In summary: The provided document is an FDA 510(k) summary for a Mydriatic Hyperspectral Retinal Camera, which is a hardware device for capturing images. It details the device's safety and effectiveness in performing its intended function of image acquisition by demonstrating compliance with various engineering and safety standards. It does not describe an artificial intelligence (AI) component or any clinical studies validating diagnostic performance based on image analysis (whether by AI or human readers). Therefore, many of the specific questions about AI acceptance criteria, training/test sets, expert adjudication, and MRMC studies are not addressed because they are not relevant to the type of device described.

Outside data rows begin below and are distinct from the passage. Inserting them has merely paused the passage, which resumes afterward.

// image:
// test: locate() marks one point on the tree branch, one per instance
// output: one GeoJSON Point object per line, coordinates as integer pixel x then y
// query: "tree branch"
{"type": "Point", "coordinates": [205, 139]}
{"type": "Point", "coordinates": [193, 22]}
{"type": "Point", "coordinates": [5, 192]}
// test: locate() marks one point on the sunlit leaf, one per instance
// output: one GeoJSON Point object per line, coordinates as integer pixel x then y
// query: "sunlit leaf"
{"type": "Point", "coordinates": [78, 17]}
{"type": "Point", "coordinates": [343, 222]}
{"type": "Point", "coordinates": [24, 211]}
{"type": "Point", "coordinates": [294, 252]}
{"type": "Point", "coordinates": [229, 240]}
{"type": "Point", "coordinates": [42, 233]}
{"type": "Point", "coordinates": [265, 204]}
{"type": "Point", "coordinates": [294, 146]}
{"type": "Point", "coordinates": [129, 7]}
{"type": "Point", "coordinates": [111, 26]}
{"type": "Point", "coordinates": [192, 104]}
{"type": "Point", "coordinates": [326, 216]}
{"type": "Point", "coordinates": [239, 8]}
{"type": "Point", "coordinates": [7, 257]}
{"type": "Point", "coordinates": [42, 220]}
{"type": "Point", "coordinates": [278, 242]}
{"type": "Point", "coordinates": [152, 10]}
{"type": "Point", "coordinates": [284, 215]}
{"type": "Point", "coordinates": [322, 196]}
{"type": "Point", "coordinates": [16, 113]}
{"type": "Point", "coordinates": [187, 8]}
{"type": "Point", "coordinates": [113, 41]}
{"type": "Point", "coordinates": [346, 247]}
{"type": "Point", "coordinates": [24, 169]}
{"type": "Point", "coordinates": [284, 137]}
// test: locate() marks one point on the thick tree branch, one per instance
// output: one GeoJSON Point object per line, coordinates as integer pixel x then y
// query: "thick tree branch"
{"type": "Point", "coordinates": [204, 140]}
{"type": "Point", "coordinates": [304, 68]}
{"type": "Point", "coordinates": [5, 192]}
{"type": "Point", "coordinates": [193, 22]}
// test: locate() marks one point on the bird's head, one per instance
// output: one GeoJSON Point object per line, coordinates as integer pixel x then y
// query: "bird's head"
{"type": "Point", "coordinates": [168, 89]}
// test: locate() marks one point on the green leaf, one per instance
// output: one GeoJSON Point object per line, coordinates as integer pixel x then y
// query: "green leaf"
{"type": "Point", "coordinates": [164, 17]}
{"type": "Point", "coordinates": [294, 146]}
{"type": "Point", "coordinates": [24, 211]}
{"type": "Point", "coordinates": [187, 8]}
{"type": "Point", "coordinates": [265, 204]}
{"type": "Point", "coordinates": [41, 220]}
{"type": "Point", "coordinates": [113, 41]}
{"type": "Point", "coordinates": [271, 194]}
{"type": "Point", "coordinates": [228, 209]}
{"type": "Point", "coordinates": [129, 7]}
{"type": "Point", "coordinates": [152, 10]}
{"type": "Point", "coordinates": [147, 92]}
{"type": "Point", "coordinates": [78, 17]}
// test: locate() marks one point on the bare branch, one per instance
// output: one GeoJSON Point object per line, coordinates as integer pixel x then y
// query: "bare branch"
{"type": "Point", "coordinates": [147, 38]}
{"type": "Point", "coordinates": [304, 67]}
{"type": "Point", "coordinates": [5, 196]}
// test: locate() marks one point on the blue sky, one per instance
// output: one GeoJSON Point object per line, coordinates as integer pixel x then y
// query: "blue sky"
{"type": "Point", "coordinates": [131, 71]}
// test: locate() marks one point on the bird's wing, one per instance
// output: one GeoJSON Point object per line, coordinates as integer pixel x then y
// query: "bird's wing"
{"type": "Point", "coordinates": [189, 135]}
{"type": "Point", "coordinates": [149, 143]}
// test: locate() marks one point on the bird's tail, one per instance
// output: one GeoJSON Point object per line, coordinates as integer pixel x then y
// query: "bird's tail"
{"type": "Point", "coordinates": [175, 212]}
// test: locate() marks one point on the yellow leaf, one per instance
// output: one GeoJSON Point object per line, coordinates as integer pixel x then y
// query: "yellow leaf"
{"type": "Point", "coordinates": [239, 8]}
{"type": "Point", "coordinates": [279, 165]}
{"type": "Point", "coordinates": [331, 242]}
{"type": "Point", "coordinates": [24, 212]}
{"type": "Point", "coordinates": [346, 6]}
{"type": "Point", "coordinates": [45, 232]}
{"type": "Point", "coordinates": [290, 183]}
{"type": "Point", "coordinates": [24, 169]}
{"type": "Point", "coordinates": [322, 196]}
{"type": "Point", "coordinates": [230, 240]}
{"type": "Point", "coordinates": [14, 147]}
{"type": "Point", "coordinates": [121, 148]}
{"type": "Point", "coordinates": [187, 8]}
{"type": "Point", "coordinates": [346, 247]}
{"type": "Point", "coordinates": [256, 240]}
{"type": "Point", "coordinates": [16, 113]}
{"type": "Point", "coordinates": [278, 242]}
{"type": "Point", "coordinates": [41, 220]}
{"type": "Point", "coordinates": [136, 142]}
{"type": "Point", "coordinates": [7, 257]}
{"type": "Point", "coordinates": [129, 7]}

§ 886.1120 Ophthalmic camera.

(a)
Identification. An ophthalmic camera is an AC-powered device intended to take photographs of the eye and the surrounding area.(b)
Classification. Class II (special controls). The device, when it is a photorefractor or a general-use ophthalmic camera, is exempt from the premarket notification procedures in subpart E of part 807 of this chapter subject to the limitations in § 886.9.